Modernizing MLOps at understand.ai with ClearML

At understand.ai, we develop ML-based software to automate data labeling. Our work involves building and maintaining numerous models, which require regular updates and fine-tuning to meet our customers' specific needs. Optimizing our ML operations directly enhances the efficiency of bringing top-performing models to production.

What We Had Before

Our previous system relied on a Kubernetes cluster with a Kubeflow deployment to handle training and other data preprocessing steps on remote GPU machines. Since our operations are almost entirely Cloud-based, and Kubernetes is a cornerstone of our infrastructure, this setup initially made sense. Dataset and model management were based on an in-house solution, with data stored in buckets. We lacked a proper model registry as such, relying instead on individuals’ knowledge to find the right models—hardly an ideal situation.

While the system worked, it was cumbersome and challenging to maintain. Eventually, issues with incompatible Kubernetes and Kubeflow versions forced us to abandon the setup. Using Kubernetes for training also required a significant amount of engineering time for cluster maintenance and deeper expertise in Kubernetes within the MLOps team.

We quickly implemented an interim solution based on our own tooling, but for ML engineers, this didn’t provide a smooth development experience. It became clear we needed to modernize our MLOps tooling. And so the search for new tooling began.

The Search for a Solution

After thorough discussions within the team and gathering our requirements, we shortlisted a handful of tools for evaluation. Key features we prioritized included seamless job execution on remote Cloud machines, i.e., good Cloud integration, support for running complex pipelines on remote systems, and the usual MLOps tooling features such as experiment tracking and a model registry.

We compared tools ranging from fully-featured MLOps platforms to specialized tools requiring a chain of integrations. However, the benefits of having a single, fully-featured MLOps tool quickly stood out.

ClearML Integration with GCP via Autoscaler

ClearML integrates really well with Cloud environments through its Autoscaler feature. Launching a remote machine with whatever GPU you desire now takes just four lines of code. While initial configuration of the Autoscaler and queues is required, once set up, it is plain sailing.

To illustrate, imagine you’re an ML engineer with a training script in a repo. You want to experiment with parameters, datasets, and architectures, and you want to run the script with a GPU - but your local machine doesn’t have one. With ClearML, you can push your script as a ClearML task in a few lines of code. Your local environment is reproduced on the remote machine, complete with the repo, the specific commit you’re working on, and even uncommitted changes logged and re-applied. ClearML's Autoscaler has made it very easy to run model training on the Cloud.

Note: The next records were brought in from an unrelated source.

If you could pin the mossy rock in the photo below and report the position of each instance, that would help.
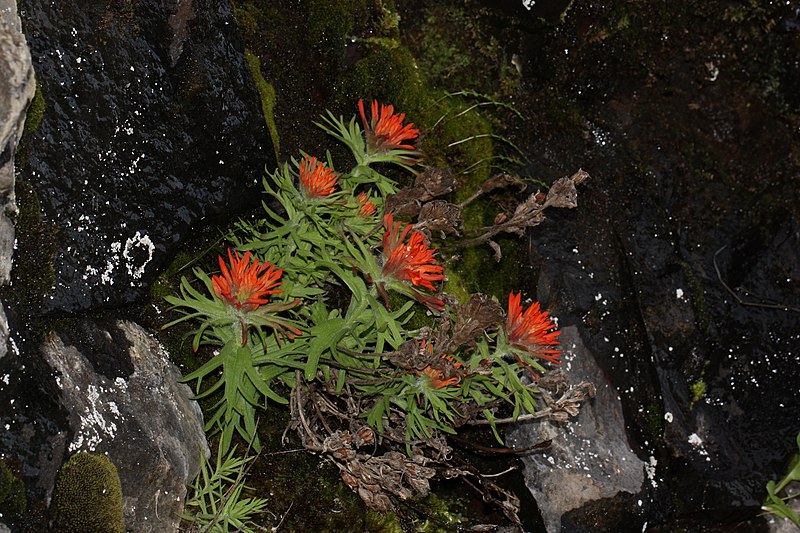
(387, 72)
(36, 110)
(12, 493)
(33, 274)
(88, 496)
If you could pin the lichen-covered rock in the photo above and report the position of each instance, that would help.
(88, 495)
(17, 87)
(152, 124)
(103, 387)
(123, 399)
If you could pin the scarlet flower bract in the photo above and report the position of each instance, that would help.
(413, 261)
(317, 179)
(385, 130)
(246, 285)
(532, 330)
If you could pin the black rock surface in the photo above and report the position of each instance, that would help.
(152, 125)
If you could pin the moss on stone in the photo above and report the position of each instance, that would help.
(88, 495)
(698, 391)
(268, 98)
(330, 23)
(386, 73)
(12, 493)
(33, 274)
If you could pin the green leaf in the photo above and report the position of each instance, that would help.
(326, 335)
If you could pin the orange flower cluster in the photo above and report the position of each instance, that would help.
(436, 376)
(532, 330)
(245, 285)
(413, 261)
(317, 179)
(385, 130)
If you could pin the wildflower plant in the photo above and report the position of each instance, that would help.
(312, 308)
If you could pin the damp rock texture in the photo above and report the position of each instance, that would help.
(589, 458)
(17, 87)
(151, 125)
(121, 397)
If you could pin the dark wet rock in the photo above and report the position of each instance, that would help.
(589, 458)
(17, 86)
(104, 387)
(681, 265)
(152, 125)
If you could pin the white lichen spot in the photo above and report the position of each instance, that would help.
(137, 241)
(93, 425)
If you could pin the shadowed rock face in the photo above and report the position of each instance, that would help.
(152, 124)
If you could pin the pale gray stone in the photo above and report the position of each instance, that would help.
(129, 405)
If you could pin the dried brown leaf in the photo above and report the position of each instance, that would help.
(439, 215)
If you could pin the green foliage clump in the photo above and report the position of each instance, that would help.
(88, 495)
(12, 493)
(217, 503)
(775, 503)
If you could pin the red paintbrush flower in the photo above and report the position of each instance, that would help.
(532, 330)
(385, 130)
(436, 378)
(317, 179)
(367, 207)
(413, 261)
(246, 285)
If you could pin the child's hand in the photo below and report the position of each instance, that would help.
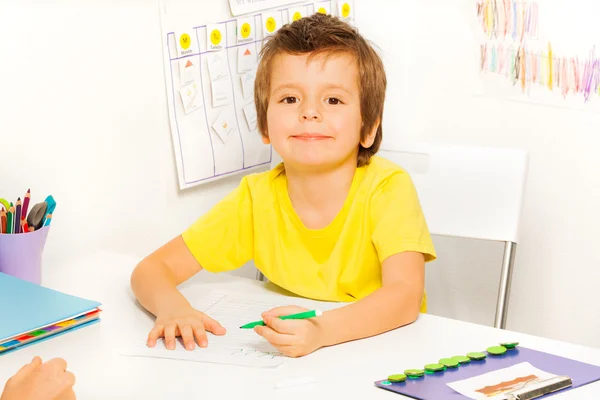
(41, 381)
(292, 337)
(188, 323)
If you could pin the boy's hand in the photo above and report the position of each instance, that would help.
(41, 381)
(292, 337)
(188, 323)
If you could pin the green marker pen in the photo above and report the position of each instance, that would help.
(302, 315)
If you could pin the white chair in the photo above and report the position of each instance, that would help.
(469, 192)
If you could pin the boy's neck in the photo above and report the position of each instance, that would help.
(311, 188)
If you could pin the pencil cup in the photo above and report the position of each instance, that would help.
(21, 254)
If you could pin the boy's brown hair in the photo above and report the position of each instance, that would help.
(325, 35)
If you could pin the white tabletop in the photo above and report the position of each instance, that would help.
(345, 371)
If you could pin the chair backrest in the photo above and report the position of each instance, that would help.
(467, 191)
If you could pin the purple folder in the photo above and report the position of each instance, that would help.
(434, 386)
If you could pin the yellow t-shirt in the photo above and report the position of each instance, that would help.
(381, 216)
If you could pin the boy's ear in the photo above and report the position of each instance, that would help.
(370, 138)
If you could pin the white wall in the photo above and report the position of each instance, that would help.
(89, 74)
(432, 68)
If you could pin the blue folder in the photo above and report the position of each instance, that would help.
(26, 307)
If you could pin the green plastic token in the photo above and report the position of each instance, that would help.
(462, 359)
(449, 362)
(496, 350)
(434, 367)
(476, 355)
(397, 378)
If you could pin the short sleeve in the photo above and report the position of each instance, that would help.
(397, 220)
(222, 239)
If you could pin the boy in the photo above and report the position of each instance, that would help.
(41, 381)
(332, 222)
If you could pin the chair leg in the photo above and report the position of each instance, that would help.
(504, 287)
(260, 277)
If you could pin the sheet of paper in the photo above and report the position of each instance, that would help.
(191, 97)
(215, 36)
(241, 347)
(220, 92)
(271, 22)
(246, 58)
(239, 7)
(217, 66)
(250, 114)
(248, 83)
(186, 70)
(224, 125)
(246, 31)
(494, 385)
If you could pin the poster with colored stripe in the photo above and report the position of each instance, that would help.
(541, 52)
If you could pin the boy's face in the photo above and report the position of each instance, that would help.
(313, 116)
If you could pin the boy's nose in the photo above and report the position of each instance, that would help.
(310, 114)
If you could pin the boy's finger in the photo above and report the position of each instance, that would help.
(69, 379)
(170, 336)
(287, 326)
(200, 334)
(154, 335)
(212, 326)
(27, 368)
(57, 364)
(187, 335)
(273, 337)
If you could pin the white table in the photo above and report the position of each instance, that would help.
(342, 372)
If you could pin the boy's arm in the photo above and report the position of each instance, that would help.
(154, 280)
(395, 304)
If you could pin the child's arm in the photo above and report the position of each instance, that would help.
(395, 304)
(41, 381)
(154, 282)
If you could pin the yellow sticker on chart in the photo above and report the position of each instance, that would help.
(296, 13)
(185, 42)
(245, 30)
(345, 9)
(271, 25)
(215, 36)
(323, 7)
(271, 22)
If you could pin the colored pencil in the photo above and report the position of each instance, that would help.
(18, 216)
(26, 200)
(2, 221)
(24, 225)
(9, 219)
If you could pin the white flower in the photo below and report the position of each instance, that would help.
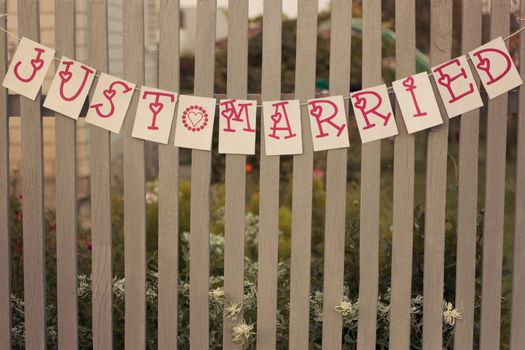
(242, 332)
(345, 307)
(152, 197)
(232, 310)
(216, 294)
(450, 315)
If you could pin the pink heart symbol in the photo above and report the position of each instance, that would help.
(37, 63)
(316, 111)
(65, 75)
(484, 64)
(408, 82)
(156, 107)
(360, 103)
(195, 118)
(444, 80)
(110, 94)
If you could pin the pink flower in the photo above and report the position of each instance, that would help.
(318, 172)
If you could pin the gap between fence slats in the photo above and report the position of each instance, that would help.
(269, 184)
(370, 188)
(66, 191)
(5, 234)
(168, 247)
(33, 196)
(100, 155)
(334, 238)
(200, 183)
(403, 209)
(467, 192)
(436, 182)
(134, 185)
(302, 179)
(235, 175)
(517, 335)
(494, 199)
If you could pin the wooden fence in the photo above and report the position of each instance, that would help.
(336, 184)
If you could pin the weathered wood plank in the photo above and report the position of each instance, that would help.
(134, 185)
(517, 336)
(200, 184)
(66, 191)
(468, 193)
(403, 220)
(5, 235)
(100, 191)
(436, 182)
(235, 175)
(269, 184)
(168, 183)
(494, 199)
(335, 225)
(370, 183)
(33, 194)
(302, 179)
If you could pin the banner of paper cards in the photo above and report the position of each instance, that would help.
(281, 119)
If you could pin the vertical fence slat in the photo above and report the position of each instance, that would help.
(200, 183)
(517, 336)
(235, 176)
(269, 184)
(467, 196)
(100, 191)
(33, 196)
(334, 238)
(5, 236)
(370, 183)
(168, 182)
(66, 191)
(494, 198)
(436, 182)
(134, 185)
(302, 178)
(403, 220)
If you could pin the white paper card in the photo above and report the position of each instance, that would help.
(282, 127)
(28, 68)
(110, 103)
(373, 113)
(328, 123)
(495, 68)
(194, 124)
(154, 116)
(457, 87)
(237, 122)
(417, 102)
(69, 88)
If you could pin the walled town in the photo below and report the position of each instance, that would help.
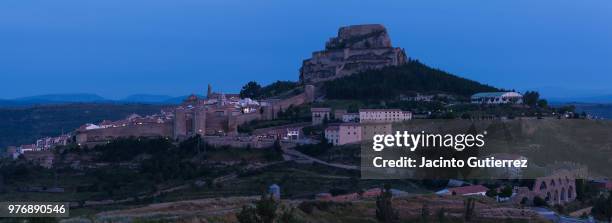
(219, 119)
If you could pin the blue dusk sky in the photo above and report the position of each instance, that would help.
(115, 48)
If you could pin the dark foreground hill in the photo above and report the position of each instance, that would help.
(390, 82)
(25, 125)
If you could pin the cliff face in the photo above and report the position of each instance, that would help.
(356, 48)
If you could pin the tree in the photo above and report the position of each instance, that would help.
(251, 90)
(531, 98)
(470, 204)
(266, 208)
(506, 192)
(248, 214)
(539, 202)
(441, 215)
(491, 192)
(384, 206)
(602, 210)
(425, 213)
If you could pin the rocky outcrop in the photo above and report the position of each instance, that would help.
(356, 48)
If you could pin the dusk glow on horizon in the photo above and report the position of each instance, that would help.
(117, 48)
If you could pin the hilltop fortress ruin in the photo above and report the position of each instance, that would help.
(356, 48)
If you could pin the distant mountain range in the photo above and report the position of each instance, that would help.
(50, 99)
(601, 99)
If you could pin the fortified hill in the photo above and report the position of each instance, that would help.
(356, 48)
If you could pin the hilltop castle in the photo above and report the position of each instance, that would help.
(356, 48)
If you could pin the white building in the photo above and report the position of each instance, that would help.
(383, 115)
(497, 98)
(344, 133)
(350, 117)
(320, 114)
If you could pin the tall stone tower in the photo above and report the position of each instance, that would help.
(209, 92)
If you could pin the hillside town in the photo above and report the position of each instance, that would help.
(218, 119)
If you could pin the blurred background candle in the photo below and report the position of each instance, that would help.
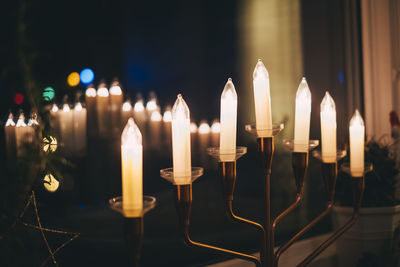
(262, 100)
(132, 170)
(55, 120)
(181, 142)
(90, 99)
(116, 99)
(66, 128)
(357, 136)
(9, 131)
(79, 119)
(328, 129)
(126, 112)
(103, 111)
(227, 140)
(302, 117)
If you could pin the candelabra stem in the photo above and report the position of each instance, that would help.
(183, 201)
(227, 172)
(265, 146)
(329, 174)
(358, 190)
(133, 228)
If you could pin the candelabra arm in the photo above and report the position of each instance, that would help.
(183, 203)
(133, 228)
(358, 190)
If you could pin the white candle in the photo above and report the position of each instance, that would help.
(302, 117)
(357, 136)
(227, 137)
(116, 98)
(328, 129)
(9, 130)
(90, 99)
(103, 111)
(66, 129)
(79, 115)
(132, 170)
(262, 100)
(181, 142)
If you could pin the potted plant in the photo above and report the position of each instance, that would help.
(375, 238)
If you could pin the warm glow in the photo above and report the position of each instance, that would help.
(302, 117)
(10, 120)
(328, 129)
(204, 128)
(132, 170)
(156, 116)
(139, 107)
(66, 107)
(50, 183)
(228, 116)
(193, 127)
(181, 142)
(127, 106)
(102, 91)
(91, 92)
(21, 121)
(54, 108)
(357, 136)
(262, 99)
(73, 79)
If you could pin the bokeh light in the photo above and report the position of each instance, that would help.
(50, 183)
(87, 76)
(18, 99)
(48, 93)
(73, 79)
(49, 144)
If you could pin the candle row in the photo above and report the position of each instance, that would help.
(181, 129)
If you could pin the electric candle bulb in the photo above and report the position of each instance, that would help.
(227, 138)
(167, 117)
(127, 106)
(181, 142)
(262, 100)
(357, 136)
(139, 107)
(156, 116)
(328, 129)
(54, 108)
(204, 128)
(302, 117)
(193, 127)
(132, 170)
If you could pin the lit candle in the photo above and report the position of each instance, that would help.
(79, 115)
(328, 129)
(302, 117)
(90, 99)
(116, 98)
(9, 130)
(66, 128)
(126, 112)
(132, 170)
(227, 137)
(103, 111)
(55, 120)
(262, 100)
(181, 142)
(357, 136)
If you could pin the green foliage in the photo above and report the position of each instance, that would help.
(380, 184)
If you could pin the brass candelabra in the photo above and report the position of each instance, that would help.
(269, 256)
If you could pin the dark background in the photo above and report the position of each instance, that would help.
(167, 47)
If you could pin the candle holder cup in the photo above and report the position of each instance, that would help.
(183, 203)
(133, 226)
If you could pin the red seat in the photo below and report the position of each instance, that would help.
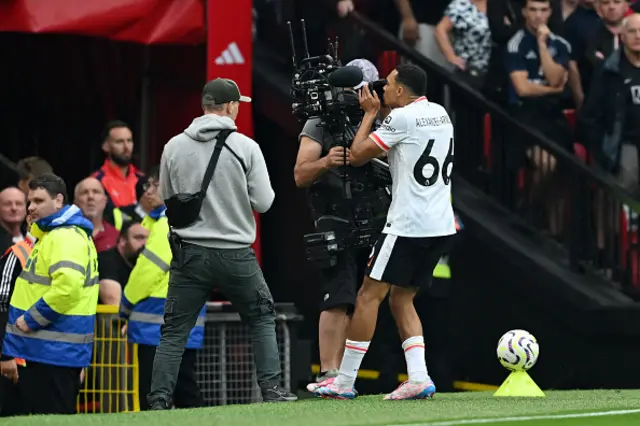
(581, 152)
(487, 142)
(570, 115)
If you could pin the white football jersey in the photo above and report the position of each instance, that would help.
(418, 139)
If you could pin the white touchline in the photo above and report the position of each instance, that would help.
(522, 418)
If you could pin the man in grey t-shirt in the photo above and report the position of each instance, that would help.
(216, 249)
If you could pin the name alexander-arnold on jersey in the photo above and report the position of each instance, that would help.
(432, 121)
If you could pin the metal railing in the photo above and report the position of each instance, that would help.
(224, 367)
(553, 191)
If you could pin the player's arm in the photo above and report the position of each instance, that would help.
(363, 148)
(555, 71)
(309, 166)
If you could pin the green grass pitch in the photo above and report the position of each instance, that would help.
(563, 408)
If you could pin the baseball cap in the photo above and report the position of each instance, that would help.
(221, 91)
(369, 71)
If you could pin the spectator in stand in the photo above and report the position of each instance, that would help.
(606, 37)
(30, 168)
(89, 195)
(537, 62)
(465, 23)
(504, 20)
(117, 175)
(13, 211)
(610, 122)
(418, 25)
(579, 21)
(115, 265)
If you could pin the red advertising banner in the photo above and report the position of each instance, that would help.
(229, 55)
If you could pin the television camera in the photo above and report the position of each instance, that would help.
(322, 88)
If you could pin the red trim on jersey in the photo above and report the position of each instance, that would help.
(379, 142)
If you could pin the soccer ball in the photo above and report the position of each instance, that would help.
(518, 350)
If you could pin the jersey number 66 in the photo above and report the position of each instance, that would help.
(426, 159)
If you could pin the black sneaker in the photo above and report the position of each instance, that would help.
(160, 404)
(277, 394)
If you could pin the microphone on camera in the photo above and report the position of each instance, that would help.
(346, 77)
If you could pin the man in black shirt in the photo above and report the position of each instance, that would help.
(604, 39)
(418, 20)
(609, 121)
(115, 265)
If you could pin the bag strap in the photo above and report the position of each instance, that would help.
(217, 149)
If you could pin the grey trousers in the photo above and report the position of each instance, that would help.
(235, 273)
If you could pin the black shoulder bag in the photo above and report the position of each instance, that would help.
(184, 209)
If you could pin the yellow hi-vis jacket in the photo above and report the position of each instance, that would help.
(146, 291)
(57, 292)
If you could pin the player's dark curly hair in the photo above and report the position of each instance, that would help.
(413, 78)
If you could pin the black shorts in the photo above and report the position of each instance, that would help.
(406, 262)
(341, 282)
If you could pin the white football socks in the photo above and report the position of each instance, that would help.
(353, 354)
(416, 363)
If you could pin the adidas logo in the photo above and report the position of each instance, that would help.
(231, 55)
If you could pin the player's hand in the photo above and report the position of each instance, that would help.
(458, 62)
(344, 7)
(9, 369)
(542, 33)
(410, 31)
(369, 102)
(337, 157)
(22, 324)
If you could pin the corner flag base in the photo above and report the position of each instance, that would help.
(519, 383)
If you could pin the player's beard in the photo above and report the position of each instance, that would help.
(120, 160)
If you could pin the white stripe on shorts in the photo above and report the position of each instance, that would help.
(382, 259)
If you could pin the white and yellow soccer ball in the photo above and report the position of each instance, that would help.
(518, 350)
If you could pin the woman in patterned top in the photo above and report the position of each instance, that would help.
(466, 22)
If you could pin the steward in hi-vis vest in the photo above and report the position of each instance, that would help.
(143, 304)
(53, 306)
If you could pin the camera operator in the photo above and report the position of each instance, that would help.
(317, 168)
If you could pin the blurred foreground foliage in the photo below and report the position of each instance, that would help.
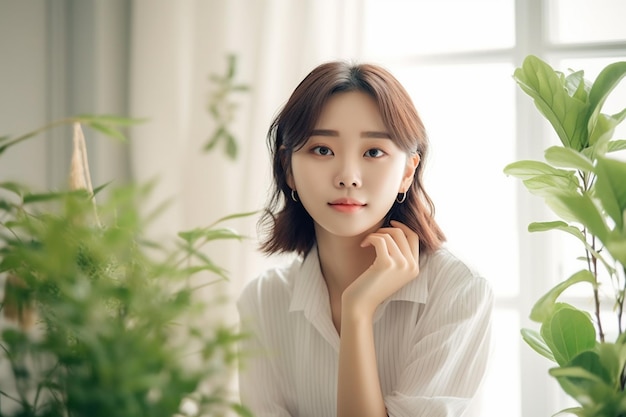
(101, 321)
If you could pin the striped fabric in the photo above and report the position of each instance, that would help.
(432, 341)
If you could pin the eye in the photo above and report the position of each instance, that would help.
(321, 150)
(374, 153)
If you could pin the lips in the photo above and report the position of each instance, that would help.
(346, 202)
(346, 205)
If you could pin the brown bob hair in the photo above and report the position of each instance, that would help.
(287, 225)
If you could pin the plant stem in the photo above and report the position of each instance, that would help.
(596, 294)
(620, 302)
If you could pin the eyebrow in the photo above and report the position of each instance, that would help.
(366, 134)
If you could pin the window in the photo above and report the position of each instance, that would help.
(457, 57)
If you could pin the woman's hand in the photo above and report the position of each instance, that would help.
(396, 263)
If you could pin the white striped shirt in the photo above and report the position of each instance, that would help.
(432, 340)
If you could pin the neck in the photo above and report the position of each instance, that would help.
(342, 261)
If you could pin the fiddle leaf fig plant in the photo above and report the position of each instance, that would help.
(583, 182)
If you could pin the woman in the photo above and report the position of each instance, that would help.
(374, 317)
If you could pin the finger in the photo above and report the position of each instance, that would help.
(411, 237)
(400, 240)
(379, 242)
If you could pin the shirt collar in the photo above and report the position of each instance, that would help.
(310, 293)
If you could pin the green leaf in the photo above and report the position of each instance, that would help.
(583, 209)
(107, 130)
(603, 131)
(535, 341)
(568, 332)
(14, 187)
(549, 185)
(616, 145)
(602, 87)
(590, 361)
(584, 386)
(567, 115)
(615, 244)
(568, 158)
(611, 188)
(544, 307)
(529, 169)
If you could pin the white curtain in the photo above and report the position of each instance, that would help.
(176, 45)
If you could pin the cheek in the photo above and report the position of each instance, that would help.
(388, 177)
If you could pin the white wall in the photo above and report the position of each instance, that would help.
(61, 58)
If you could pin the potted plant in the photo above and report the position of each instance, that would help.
(585, 187)
(104, 322)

Experimenting effortlessly with ClearML Integration

Additionally, remote machines are automatically shut down after a period of inactivity, so your manager doesn't need to worry about unnecessary costs. Using the Autoscaler means that we no longer need to maintain a dedicated Kubernetes cluster for training tasks, freeing up engineering resources and reducing complexity.

Model Debugging with ClearML Session

While pushing scripts to remote machines is convenient, debugging them can be tricky. This is where the ClearML Session feature really shines. It’s a command-line tool with various modes, one of which is debug mode - you should check it out. By providing an existing task ID, ClearML recreates the task’s environment on a remote machine. Instead of running the script, it installs a running VSCode server, giving you a full-fledged IDE to edit and debug code as if working locally - except now it’s running in the Cloud. This feature is incredibly powerful and effortless to use. It has become a go-to tool for our team.

User-Oriented MLOps Philosophy

As I see it, the purpose of MLOps is to make it as easy as possible for engineers to run training experiments, debug, and deploy models. ML engineers should be free to focus on the details of Machine Learning rather than the infrastructure behind it. The process should be frictionless, efficient in any resource you care about, standardized, and scalable. Any engineer should be able to join any project and quickly understand the code structure and how to run the models. Information should be standardized and easily accessible to everyone.

ClearML has significantly helped our team reduce friction in developing and deploying models and has standardized our processes along the way.